Latin America's $7 Billion Bond Pipeline Tests Capacity for Risk

(Bloomberg) -- Borrowers from Chile to Mexico are hoping a thaw which began last week in emerging-market bond sales will last long enough for them to raise as much as $7 billion before year-end.

Petroleos Mexicanos, the world’s most indebted oil company, led the way when it sold $2 billion of debt last week, signaling a reopening of the window for international sales from Latin America. It’s been a challenging year for corporate and sovereign issuers in the region as economic and political turmoil in the largest markets as well as higher rates in the U.S. put a damper on deals.

“The Latin American new-issue window opened in a big way when Pemex came to the market,” said Roger Horn, a senior emerging markets strategist at SMBC Nikko Securities America in New York. “Bankers will be assessing investor interest over the next couple of weeks.”

Latin America's $7 Billion Bond Pipeline Tests Capacity for Risk

The Pemex sale was followed by deals from JBS SA, the Brazilian meat producer that’s emerging from a bribery scandal, and Colombia’s Transportadora de Gas Internacional SA, which sold $750 million of debt. The government of Panama also offered sovereign notes.
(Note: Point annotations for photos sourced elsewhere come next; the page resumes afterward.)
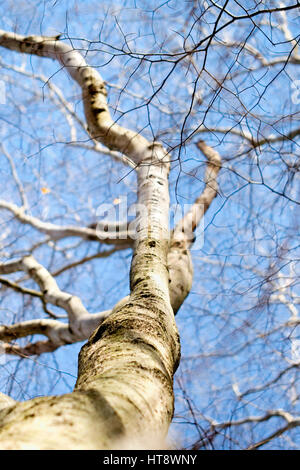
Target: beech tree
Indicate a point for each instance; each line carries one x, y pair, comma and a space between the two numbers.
188, 111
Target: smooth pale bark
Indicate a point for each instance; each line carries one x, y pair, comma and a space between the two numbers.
124, 392
123, 396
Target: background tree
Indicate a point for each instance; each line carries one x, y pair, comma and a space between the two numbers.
162, 77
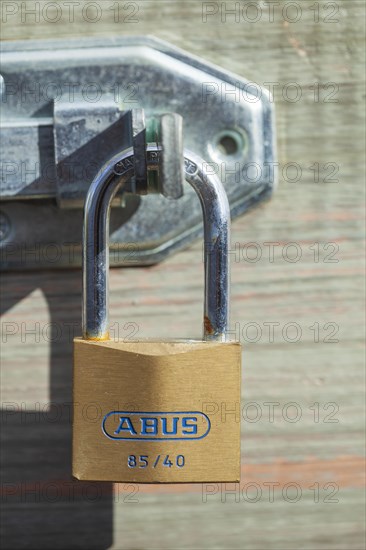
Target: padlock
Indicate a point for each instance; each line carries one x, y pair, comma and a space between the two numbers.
149, 411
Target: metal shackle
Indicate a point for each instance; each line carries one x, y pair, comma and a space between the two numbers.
216, 215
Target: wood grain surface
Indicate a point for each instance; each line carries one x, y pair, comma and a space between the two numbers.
303, 395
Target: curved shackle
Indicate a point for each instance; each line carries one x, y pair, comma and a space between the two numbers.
216, 214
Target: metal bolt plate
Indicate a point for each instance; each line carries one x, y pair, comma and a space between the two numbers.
224, 122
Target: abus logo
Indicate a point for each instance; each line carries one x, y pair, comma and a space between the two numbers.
155, 426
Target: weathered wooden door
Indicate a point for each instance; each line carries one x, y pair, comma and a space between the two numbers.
297, 295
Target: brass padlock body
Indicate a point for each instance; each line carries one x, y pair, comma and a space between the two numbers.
156, 412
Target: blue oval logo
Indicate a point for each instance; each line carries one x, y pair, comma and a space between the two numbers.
155, 426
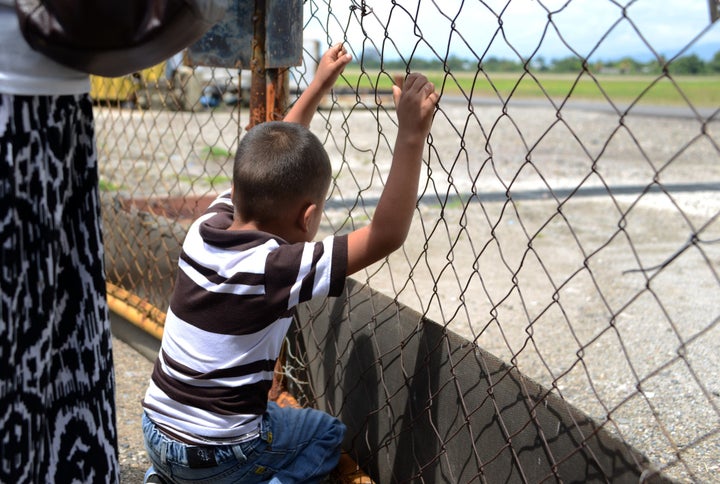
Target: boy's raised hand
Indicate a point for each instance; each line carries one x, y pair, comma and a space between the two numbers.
415, 104
331, 65
329, 68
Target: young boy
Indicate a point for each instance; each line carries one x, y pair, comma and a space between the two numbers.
245, 265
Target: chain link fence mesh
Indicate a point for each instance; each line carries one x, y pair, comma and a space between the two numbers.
577, 241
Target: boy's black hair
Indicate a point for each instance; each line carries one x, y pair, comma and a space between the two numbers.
278, 165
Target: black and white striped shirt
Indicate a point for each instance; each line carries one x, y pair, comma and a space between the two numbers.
233, 303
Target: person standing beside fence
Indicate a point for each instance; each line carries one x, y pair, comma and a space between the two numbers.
57, 407
245, 266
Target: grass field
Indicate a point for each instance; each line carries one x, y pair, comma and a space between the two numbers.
701, 91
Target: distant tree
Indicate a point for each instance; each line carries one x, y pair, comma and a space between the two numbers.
690, 64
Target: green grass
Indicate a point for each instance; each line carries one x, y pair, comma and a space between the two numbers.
108, 186
701, 91
213, 181
216, 152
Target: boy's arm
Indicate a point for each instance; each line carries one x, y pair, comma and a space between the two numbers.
331, 65
390, 224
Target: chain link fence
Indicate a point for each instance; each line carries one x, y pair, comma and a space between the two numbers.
572, 232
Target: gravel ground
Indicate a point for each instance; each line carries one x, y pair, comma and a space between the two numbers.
611, 294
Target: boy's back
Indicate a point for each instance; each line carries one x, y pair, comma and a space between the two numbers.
233, 303
245, 265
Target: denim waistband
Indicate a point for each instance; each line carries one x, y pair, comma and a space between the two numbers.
197, 456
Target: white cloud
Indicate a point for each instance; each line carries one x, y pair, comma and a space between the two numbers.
508, 28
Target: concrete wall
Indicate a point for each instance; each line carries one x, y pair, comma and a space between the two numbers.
423, 405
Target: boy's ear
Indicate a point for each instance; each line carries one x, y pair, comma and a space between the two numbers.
306, 215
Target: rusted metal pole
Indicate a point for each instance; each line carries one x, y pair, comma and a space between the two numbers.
276, 93
258, 89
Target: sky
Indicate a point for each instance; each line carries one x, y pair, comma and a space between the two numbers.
595, 29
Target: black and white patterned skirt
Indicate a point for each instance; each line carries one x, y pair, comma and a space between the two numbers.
57, 408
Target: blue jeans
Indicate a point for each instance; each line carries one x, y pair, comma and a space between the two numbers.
295, 445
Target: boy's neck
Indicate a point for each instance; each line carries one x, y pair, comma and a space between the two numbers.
252, 225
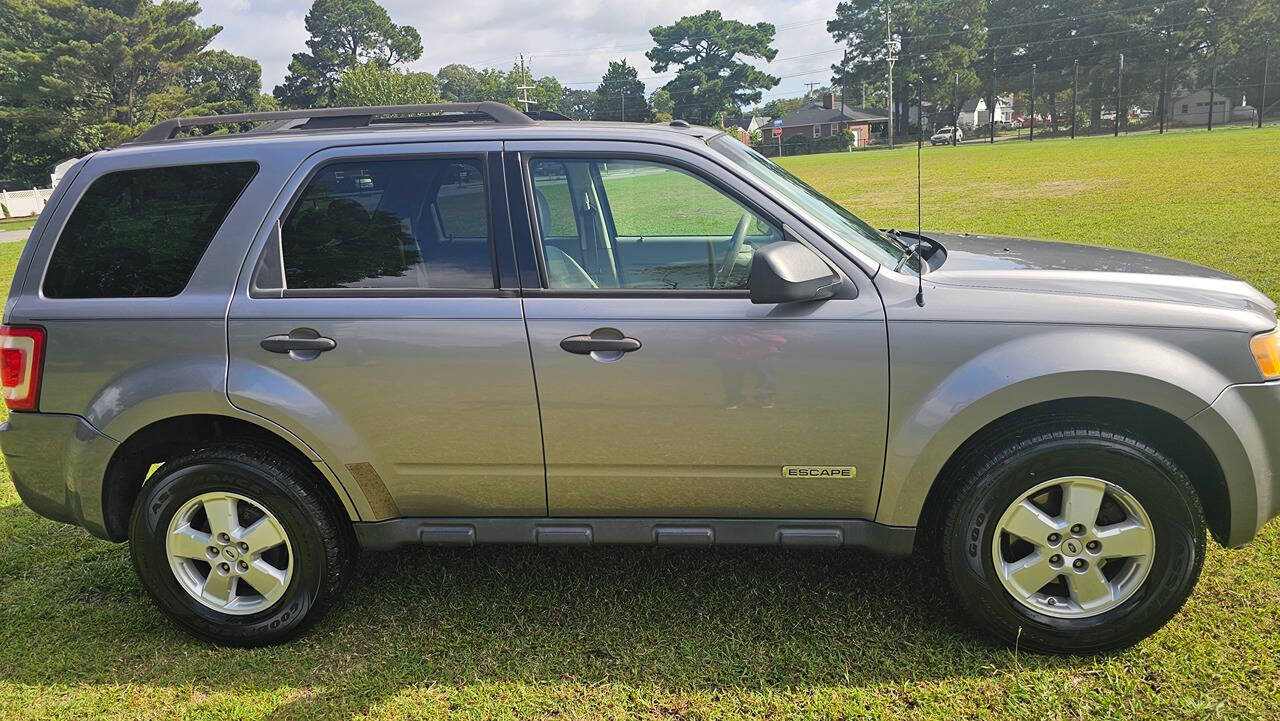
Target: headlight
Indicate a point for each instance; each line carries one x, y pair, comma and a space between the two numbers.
1266, 351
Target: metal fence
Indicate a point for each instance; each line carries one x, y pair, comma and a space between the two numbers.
1109, 91
1118, 95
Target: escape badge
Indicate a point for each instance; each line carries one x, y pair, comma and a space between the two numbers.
819, 471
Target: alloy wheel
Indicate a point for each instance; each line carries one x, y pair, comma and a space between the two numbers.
1073, 547
229, 553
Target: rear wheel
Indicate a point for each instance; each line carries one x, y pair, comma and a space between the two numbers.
1073, 539
238, 546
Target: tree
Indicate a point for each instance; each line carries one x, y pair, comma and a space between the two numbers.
223, 82
370, 83
76, 77
662, 105
711, 77
462, 83
579, 104
621, 95
938, 39
344, 33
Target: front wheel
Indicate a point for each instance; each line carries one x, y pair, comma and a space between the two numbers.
1073, 539
238, 546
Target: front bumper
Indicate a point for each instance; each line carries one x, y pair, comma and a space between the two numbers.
1243, 430
58, 464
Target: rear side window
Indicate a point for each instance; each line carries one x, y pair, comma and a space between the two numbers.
141, 233
408, 223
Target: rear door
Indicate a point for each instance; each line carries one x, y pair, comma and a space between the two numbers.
380, 322
663, 389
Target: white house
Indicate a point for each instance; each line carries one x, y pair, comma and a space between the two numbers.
1191, 108
974, 112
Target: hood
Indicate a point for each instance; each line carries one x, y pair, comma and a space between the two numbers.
1020, 264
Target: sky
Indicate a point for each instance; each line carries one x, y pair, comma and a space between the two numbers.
572, 40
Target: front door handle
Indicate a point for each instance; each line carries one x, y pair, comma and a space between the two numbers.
588, 345
301, 342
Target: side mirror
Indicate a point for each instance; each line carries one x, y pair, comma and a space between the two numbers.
789, 272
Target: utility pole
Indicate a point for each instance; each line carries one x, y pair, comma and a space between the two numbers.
1075, 85
1164, 92
991, 109
955, 110
1212, 87
1119, 96
891, 48
524, 87
1032, 136
1266, 67
1212, 82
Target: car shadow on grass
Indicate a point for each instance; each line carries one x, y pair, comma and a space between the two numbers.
666, 620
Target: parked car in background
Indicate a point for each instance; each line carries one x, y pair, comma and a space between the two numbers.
946, 135
254, 355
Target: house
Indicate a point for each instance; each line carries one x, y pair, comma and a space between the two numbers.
973, 113
1191, 108
827, 119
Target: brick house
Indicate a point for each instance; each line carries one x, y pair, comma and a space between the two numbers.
826, 119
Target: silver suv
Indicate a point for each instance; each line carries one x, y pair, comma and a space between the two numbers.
254, 354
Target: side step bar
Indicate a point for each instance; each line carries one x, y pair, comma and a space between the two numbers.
892, 541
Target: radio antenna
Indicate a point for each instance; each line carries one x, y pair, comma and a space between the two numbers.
919, 195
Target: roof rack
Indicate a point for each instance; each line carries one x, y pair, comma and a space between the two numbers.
342, 118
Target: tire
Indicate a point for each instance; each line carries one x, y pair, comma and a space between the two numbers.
1073, 614
305, 561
Here’s where some of the new debt sales might come from, according to an informal survey of bankers with close ties to the region’s debt markets:

  • Chile’s Empresa Electrica Cochrane may resume its postponed $725 million bond deal. The company decided last week not to proceed, citing market conditions.
  • In Brazil, the struggling infrastructure operator Investimentos e Participacoes em Infraestrutura SA is trying to push through a sale of as much as $650 million of debt by offering a yield of about 9 percent. Invepar’s roadshow ends Wednesday and a deal could be finalized as soon as Thursday.
  • Petroleo Brasileiro SA, or Petrobras as the Brazilian state-controlled oil company is known, might also tap the international market for liability management in the coming months.
  • The government of Peru has authorization to sell as much as $3.5 billion of bonds either in soles or hard currencies. The sovereign issuer, which could price a dollar-denominated deal at yields in the low 4-percent area, has finished its roadshow.
  • Argentine issuers such as YPF SA’s electricity unit, oil producer Pan American Energy LLC or the City of Buenos Aires could try to make a move after the country’s bailout by the International Monetary Fund earlier in the year.

One factor that may make it easier for these companies to issue debt is that they’re mostly looking to reduce the cost of their liabilities, as opposed to raising funds for investment or acquisitions. And that also means that if they can’t find attractive financing now, they can wait for better conditions.